Message boards : ATLAS application : Uploading stuck
Message board moderation

To post messages, you must log in.

AuthorMessage
jelle

Send message
Joined: 26 Sep 11
Posts: 37
Credit: 7,704,455
RAC: 259
Message 40994 - Posted: 18 Dec 2019, 2:01:14 UTC

For the last few days I have upload transfers stuck. Two ATLAS tasks have been trying to upload for at least two days now. The upload file size is only 221 bytes. I have the exact same problem on another computer, so it's probably not just a solution of turning it off and on again. Not having the problem uploading and reporting to other Boinc projects, so it's unique to LHC@home. Any suggestions?
ID: 40994 · Report as offensive     Reply Quote
lazlo_vii
Avatar

Send message
Joined: 20 Nov 19
Posts: 21
Credit: 1,074,330
RAC: 0
Message 40995 - Posted: 18 Dec 2019, 4:01:41 UTC - in response to Message 40994.  
Last modified: 18 Dec 2019, 4:07:29 UTC

First, I would look at your /etc/boinc-client/cc_config.xml and double check the network settings. I am not saying "It isn't plugged in!" but that should be the first question you answer for yourself. If all is good in your config file I would try to manually update the project from the command line in one X terminal while watching the boinc-client messages in another. First open a terminal on (or to) the host and issue:

watch -n1 boinccmd --get_messages


That will terminal will refresh messages from the boinc-client service until you hit ctrl+c to kill watch.

Open a second terminal on (or to) the same host and issue which ever one these two commands matches your configuration:

boinccmd --project https://lhcathome.cern.ch/lhcathome/ update

or
boinccmd --host localhost --passwd <your_password_for_remote_access> --project https://lhcathome.cern.ch/lhcathome/ update


Switch back to the first terminal and read what boinc-client says about updating.

If that doesn't give you useful information you can try looking at /var/log/syslog and reading man nc, man netstat, and man boinccmd for more clues. Router logs might be useful to you as well.

EDIT: The updating of the project and reading boinc-client's messages can be done easily from the GUI, but what fun is that?
ID: 40995 · Report as offensive     Reply Quote
jelle

Send message
Joined: 26 Sep 11
Posts: 37
Credit: 7,704,455
RAC: 259
Message 40998 - Posted: 18 Dec 2019, 8:43:25 UTC - in response to Message 40995.  
Last modified: 18 Dec 2019, 8:46:04 UTC

Thank you for those suggestions.
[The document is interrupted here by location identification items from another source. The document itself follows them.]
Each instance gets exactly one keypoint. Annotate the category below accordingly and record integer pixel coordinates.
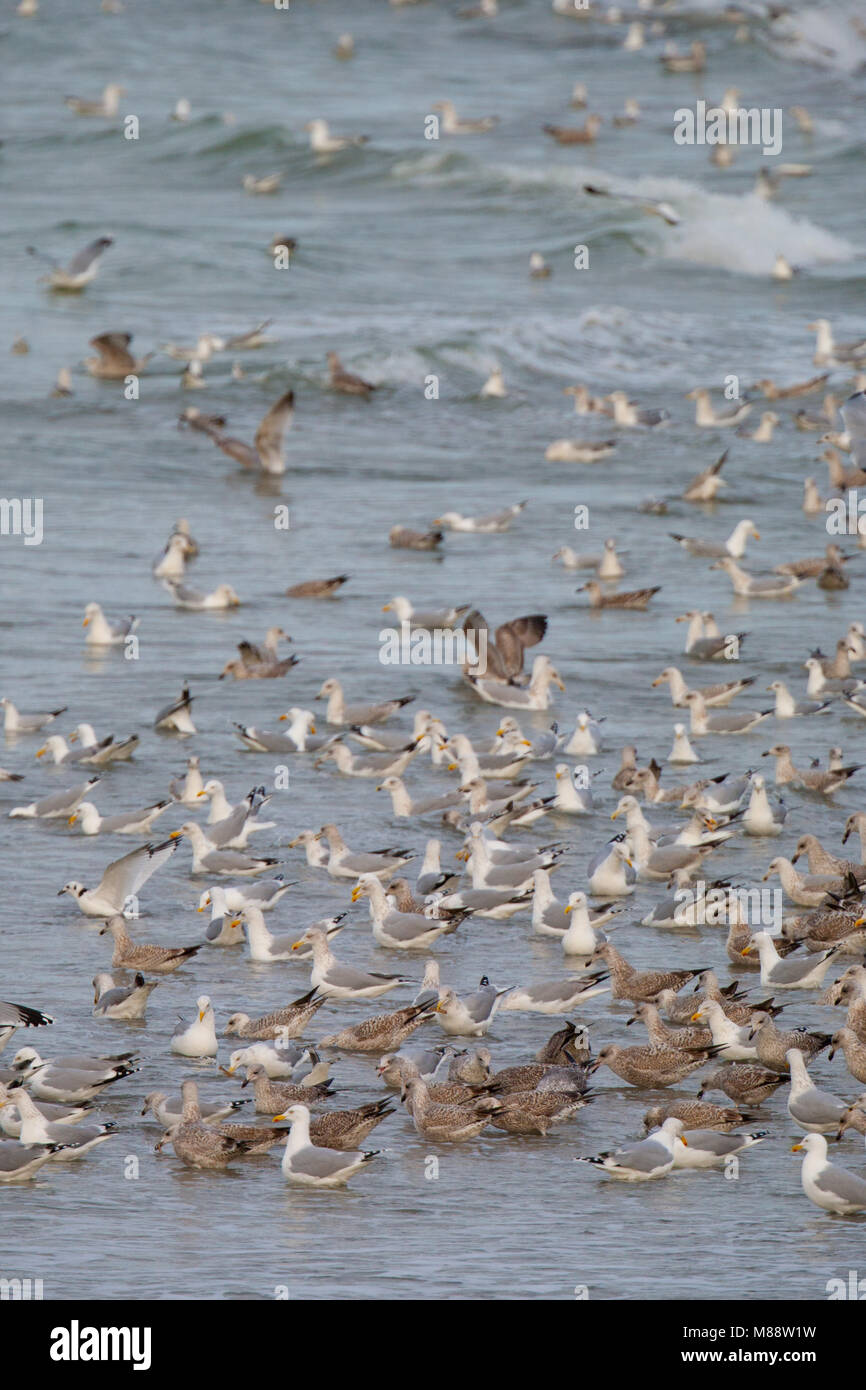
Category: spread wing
(268, 435)
(513, 637)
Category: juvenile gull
(267, 451)
(121, 1001)
(113, 359)
(811, 1108)
(288, 1022)
(494, 523)
(106, 631)
(307, 1165)
(129, 823)
(18, 722)
(346, 1129)
(742, 1082)
(649, 1066)
(470, 1015)
(199, 1037)
(59, 804)
(273, 1097)
(198, 1144)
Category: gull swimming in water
(654, 1157)
(451, 123)
(734, 545)
(81, 270)
(131, 955)
(338, 980)
(120, 881)
(113, 359)
(346, 381)
(321, 141)
(121, 1001)
(829, 1186)
(491, 524)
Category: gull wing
(125, 876)
(268, 435)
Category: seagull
(81, 270)
(321, 141)
(121, 880)
(267, 449)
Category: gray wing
(85, 257)
(841, 1183)
(478, 1005)
(642, 1157)
(63, 799)
(125, 876)
(21, 1015)
(788, 970)
(854, 414)
(323, 1162)
(268, 435)
(345, 977)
I have done another Update request. In the Boinc manager GUI, because using terminals seemed overkill. This is recent output from the event logl

Wed 18 Dec 2019 20:44:57 NZDT | LHC@home | Started upload of gCxMDmN9izvn9Rq4apoT9bVoABFKDmABFKDmt4SaDmABFKDmY4ACQo_0_r369045851_ATLAS_hits
Wed 18 Dec 2019 20:44:57 NZDT | LHC@home | Started upload of kspKDmb7wzvnsSi4apGgGQJmABFKDmABFKDmvDwVDmABFKDmzd6Ztn_0_r115146122_ATLAS_hits
Wed 18 Dec 2019 20:46:01 NZDT | LHC@home | Backing off 03:14:20 on upload of gCxMDmN9izvn9Rq4apoT9bVoABFKDmABFKDmt4SaDmABFKDmY4ACQo_0_r369045851_ATLAS_hits
Wed 18 Dec 2019 20:46:01 NZDT | LHC@home | Backing off 04:27:48 on upload of kspKDmb7wzvnsSi4apGgGQJmABFKDmABFKDmvDwVDmABFKDmzd6Ztn_0_r115146122_ATLAS_hits
Wed 18 Dec 2019 21:20:59 NZDT | Universe@Home | Sending scheduler request: Requested by project.
Wed 18 Dec 2019 21:20:59 NZDT | Universe@Home | Requesting new tasks for CPU
Wed 18 Dec 2019 21:21:02 NZDT | Universe@Home | Scheduler request completed: got 1 new tasks
Wed 18 Dec 2019 21:21:04 NZDT | Universe@Home | Started download of universe_bh2_190723_292_448744552_20000_1-999999_745100
Wed 18 Dec 2019 21:21:08 NZDT | Universe@Home | Finished download of universe_bh2_190723_292_448744552_20000_1-999999_745100
Wed 18 Dec 2019 21:24:43 NZDT |  | Suspending GPU computation - computer is in use
Wed 18 Dec 2019 21:35:26 NZDT | LHC@home | project resumed by user
Wed 18 Dec 2019 21:35:29 NZDT | LHC@home | Sending scheduler request: Requested by project.
Wed 18 Dec 2019 21:35:29 NZDT | LHC@home | Requesting new tasks for CPU
Wed 18 Dec 2019 21:35:33 NZDT | LHC@home | update requested by user
Wed 18 Dec 2019 21:35:33 NZDT | LHC@home | Scheduler request completed: got 1 new tasks
Wed 18 Dec 2019 21:35:35 NZDT | LHC@home | Started download of workspace1_hl14_OnErrors_OnOct_NoBB_col_B1_radial_dp_0.00003__1__s__62.31_60.32__13_13.1__6__84_1_sixvf_boinc11654.zip
Wed 18 Dec 2019 21:35:38 NZDT | LHC@home | Finished download of workspace1_hl14_OnErrors_OnOct_NoBB_col_B1_radial_dp_0.00003__1__s__62.31_60.32__13_13.1__6__84_1_sixvf_boinc11654.zip


The top lines represent the failing upload attempt. As you can see, I have no trouble connecting. I even downloaded a new SixTrack task for my effort. However, those two completed ATLAS tasks are just endlessly retrying their upload. Identical problem on another laptop, so it is not machine dependent.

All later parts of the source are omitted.